The first of the grey sprues (above) gives a wide range of parts for the vehicle, including the main exhaust system, strengthening plates and supports for the flatbed. The detail on some of these parts was a little heavier than on some other sprues and will need to be attended to by the modeller. The second grey sprue (below) gives the major parts for the flatbed. The wood finish on these parts is alright, without being of the very best quality in this scale available currently in model form.
The next sprue (above) provides the four parts of the canvas cover. The detail on these parts is of a high quality with even the folds in the material being well represented. What will require a good degree of modelling skill is to disguise the joins on these parts so that a realistic result can be achieved. Next we have the mouldings for the wheels (below); these are very good representations of the style of wheel hub carried by many of these vehicles.
The next grey sprue (above) gives more parts for the flatbed including the hoops for supporting the canvas cover. These need attention since they are a little on the heavy side and need thinning down somewhat. The last grey sprue (below) is another multiple part sprue, giving the remainder of the detail parts for the kit. Included here are the main fuel tanks, brakes, suspension and cross-members amongst the parts; the brakes are the standout parts with their excellent detail on both surfaces.
The single silver grey sprue (above) comprises of most of the parts for the Krupp's specialist 6-cylider engine (built to the occupying forces' directives, it was a twin banked block with 3 cylinders on each side). This is probably the strongest area of the kit, since the parts compare exceptionally well to some plans I managed to obtain. A close-up of some of these parts (below) shows the good detail level and good overall surface finish. Some modellers may wish to replace some of the wiring with sprue or fuse wire, but with careful painting and a little extra detailing, a really good engine will result.
Site readers will know that I dislike chromed sprues; thankfully, not many parts are present on this kit's chromed sprue (above); the standard of chroming is not that bad, but the size and position of some of the attachment points will not aid in easy cleaning up without damage to the chrome. The transparency sprue (below) is clear and without distortion. I have to report, however, that a fellow modeller building this model told me that the plastic is very, very brittle and great care must be taken in removing the parts from the sprues and removing the attached sprue points.
The tyres (above) are really good mouldings, with excellent width, style and depth of tread pattern. Why Revell cannot always attain this high standard is a bit of a mystery, but sadly this is often the case. Anyway, these are excellent and after a coat of paint and dirtying up will look really realistic. Finally, we have the small but full decal sheet (below). 2 options are offered, the Rheinisch-Westfälische haulage company vehicle portrayed on the box-top and a Baumann freight forwarding truck.
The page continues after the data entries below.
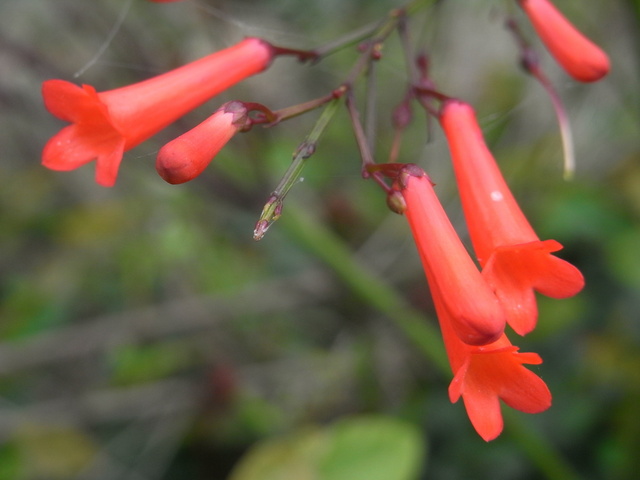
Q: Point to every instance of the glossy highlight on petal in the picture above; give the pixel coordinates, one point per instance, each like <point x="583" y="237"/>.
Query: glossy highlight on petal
<point x="476" y="314"/>
<point x="579" y="56"/>
<point x="106" y="124"/>
<point x="187" y="156"/>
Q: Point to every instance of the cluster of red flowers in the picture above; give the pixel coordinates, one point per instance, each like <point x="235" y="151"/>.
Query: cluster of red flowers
<point x="473" y="305"/>
<point x="514" y="262"/>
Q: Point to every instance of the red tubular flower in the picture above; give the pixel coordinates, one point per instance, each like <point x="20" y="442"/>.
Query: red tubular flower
<point x="106" y="124"/>
<point x="187" y="156"/>
<point x="579" y="56"/>
<point x="515" y="262"/>
<point x="474" y="311"/>
<point x="484" y="375"/>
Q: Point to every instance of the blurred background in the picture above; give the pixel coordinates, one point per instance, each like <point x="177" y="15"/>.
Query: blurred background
<point x="145" y="335"/>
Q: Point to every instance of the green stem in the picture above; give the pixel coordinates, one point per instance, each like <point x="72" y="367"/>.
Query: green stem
<point x="376" y="292"/>
<point x="273" y="208"/>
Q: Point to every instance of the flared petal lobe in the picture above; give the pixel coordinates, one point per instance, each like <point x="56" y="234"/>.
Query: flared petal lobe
<point x="579" y="56"/>
<point x="187" y="156"/>
<point x="476" y="315"/>
<point x="484" y="375"/>
<point x="106" y="124"/>
<point x="515" y="261"/>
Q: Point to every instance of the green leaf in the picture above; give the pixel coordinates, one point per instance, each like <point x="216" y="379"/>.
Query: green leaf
<point x="356" y="448"/>
<point x="373" y="448"/>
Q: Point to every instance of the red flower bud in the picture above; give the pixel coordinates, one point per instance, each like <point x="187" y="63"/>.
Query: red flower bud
<point x="579" y="56"/>
<point x="106" y="124"/>
<point x="187" y="156"/>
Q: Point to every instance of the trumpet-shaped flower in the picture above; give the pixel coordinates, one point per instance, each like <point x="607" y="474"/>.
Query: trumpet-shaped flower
<point x="106" y="124"/>
<point x="579" y="56"/>
<point x="475" y="314"/>
<point x="515" y="261"/>
<point x="187" y="156"/>
<point x="484" y="375"/>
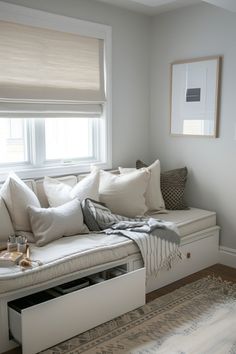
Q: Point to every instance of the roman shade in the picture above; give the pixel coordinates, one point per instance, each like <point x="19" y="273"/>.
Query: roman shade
<point x="48" y="71"/>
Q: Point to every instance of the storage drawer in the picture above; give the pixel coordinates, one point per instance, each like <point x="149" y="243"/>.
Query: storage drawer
<point x="54" y="319"/>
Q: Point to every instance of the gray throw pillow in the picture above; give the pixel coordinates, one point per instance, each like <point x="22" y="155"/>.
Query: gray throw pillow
<point x="98" y="217"/>
<point x="172" y="187"/>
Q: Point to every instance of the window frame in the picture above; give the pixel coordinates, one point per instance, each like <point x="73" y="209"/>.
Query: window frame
<point x="38" y="18"/>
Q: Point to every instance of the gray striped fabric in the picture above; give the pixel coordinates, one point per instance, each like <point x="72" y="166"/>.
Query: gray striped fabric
<point x="98" y="217"/>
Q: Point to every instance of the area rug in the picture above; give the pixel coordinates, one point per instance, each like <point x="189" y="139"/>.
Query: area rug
<point x="199" y="318"/>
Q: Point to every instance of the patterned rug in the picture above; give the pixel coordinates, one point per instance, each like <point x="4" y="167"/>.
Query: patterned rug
<point x="199" y="318"/>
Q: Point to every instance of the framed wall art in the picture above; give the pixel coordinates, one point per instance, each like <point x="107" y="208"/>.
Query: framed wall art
<point x="195" y="97"/>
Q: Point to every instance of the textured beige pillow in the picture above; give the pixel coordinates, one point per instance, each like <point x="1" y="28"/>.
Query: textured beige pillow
<point x="124" y="194"/>
<point x="6" y="228"/>
<point x="17" y="197"/>
<point x="153" y="196"/>
<point x="53" y="223"/>
<point x="59" y="193"/>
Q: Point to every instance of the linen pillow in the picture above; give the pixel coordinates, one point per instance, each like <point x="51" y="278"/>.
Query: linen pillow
<point x="173" y="184"/>
<point x="17" y="197"/>
<point x="6" y="228"/>
<point x="59" y="193"/>
<point x="49" y="224"/>
<point x="124" y="194"/>
<point x="153" y="196"/>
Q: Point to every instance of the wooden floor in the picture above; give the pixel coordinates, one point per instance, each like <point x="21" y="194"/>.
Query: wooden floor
<point x="218" y="270"/>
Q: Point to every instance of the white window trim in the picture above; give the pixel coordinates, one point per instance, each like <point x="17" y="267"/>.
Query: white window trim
<point x="38" y="18"/>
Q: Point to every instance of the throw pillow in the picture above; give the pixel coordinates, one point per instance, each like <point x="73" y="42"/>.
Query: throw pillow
<point x="6" y="225"/>
<point x="124" y="194"/>
<point x="98" y="217"/>
<point x="59" y="193"/>
<point x="153" y="196"/>
<point x="17" y="197"/>
<point x="173" y="184"/>
<point x="52" y="223"/>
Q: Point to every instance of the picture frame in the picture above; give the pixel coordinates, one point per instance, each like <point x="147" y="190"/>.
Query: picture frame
<point x="195" y="85"/>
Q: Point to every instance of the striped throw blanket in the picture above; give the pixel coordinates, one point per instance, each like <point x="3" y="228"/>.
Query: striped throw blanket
<point x="157" y="240"/>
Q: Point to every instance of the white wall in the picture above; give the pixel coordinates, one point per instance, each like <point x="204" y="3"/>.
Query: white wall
<point x="130" y="68"/>
<point x="196" y="31"/>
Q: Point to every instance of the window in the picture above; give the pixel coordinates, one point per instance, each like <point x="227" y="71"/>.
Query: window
<point x="54" y="93"/>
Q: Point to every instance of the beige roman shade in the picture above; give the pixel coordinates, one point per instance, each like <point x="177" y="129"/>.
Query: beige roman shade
<point x="43" y="70"/>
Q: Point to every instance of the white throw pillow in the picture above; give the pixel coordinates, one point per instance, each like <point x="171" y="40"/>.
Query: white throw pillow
<point x="59" y="193"/>
<point x="17" y="197"/>
<point x="6" y="228"/>
<point x="154" y="199"/>
<point x="124" y="194"/>
<point x="50" y="224"/>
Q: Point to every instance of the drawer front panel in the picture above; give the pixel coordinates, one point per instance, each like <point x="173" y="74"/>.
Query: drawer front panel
<point x="51" y="322"/>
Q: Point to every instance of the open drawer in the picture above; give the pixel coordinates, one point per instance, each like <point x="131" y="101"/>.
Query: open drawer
<point x="42" y="320"/>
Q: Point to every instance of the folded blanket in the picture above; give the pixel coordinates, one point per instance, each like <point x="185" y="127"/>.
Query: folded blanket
<point x="157" y="240"/>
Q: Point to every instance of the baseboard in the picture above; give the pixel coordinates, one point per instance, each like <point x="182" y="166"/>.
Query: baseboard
<point x="227" y="256"/>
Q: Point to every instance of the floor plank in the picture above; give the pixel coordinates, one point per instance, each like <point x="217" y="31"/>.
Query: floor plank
<point x="218" y="270"/>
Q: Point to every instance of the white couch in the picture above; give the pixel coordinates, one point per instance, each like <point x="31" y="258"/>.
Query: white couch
<point x="79" y="256"/>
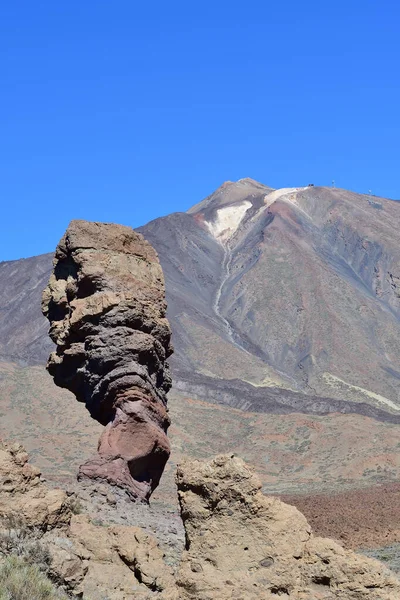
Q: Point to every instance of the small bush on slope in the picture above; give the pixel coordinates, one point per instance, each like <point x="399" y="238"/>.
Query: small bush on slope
<point x="17" y="539"/>
<point x="21" y="581"/>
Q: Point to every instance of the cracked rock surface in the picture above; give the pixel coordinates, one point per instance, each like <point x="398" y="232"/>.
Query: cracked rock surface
<point x="105" y="302"/>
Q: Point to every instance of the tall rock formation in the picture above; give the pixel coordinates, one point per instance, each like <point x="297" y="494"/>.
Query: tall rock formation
<point x="105" y="301"/>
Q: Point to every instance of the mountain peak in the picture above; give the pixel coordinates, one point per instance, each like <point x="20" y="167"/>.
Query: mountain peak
<point x="231" y="192"/>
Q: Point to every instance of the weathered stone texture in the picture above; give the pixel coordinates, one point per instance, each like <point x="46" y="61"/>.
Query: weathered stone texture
<point x="242" y="544"/>
<point x="106" y="305"/>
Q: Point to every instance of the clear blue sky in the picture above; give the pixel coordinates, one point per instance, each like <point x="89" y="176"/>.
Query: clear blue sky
<point x="125" y="111"/>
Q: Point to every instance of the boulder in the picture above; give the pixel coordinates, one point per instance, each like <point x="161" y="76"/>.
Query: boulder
<point x="24" y="495"/>
<point x="242" y="544"/>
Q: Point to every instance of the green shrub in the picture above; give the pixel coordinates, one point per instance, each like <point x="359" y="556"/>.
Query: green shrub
<point x="16" y="538"/>
<point x="21" y="581"/>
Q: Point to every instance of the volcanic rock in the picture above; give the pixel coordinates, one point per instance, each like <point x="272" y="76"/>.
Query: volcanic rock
<point x="242" y="544"/>
<point x="105" y="301"/>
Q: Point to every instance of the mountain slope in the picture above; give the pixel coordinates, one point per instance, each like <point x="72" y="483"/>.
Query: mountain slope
<point x="296" y="289"/>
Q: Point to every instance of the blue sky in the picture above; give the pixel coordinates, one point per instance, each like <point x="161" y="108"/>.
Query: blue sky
<point x="125" y="111"/>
The sheet is well printed in Revell's usual manner.
So What Do We Think?
One or two or Revell's recent re-releases have not really come up to modern standards. Although this kit will need a lot of work to make a great model, most of the basics are there and some of the detailing is rather good. Particularly in the engine bay. At least it offers a different truck from the plethora of US model vehicles available in this scale.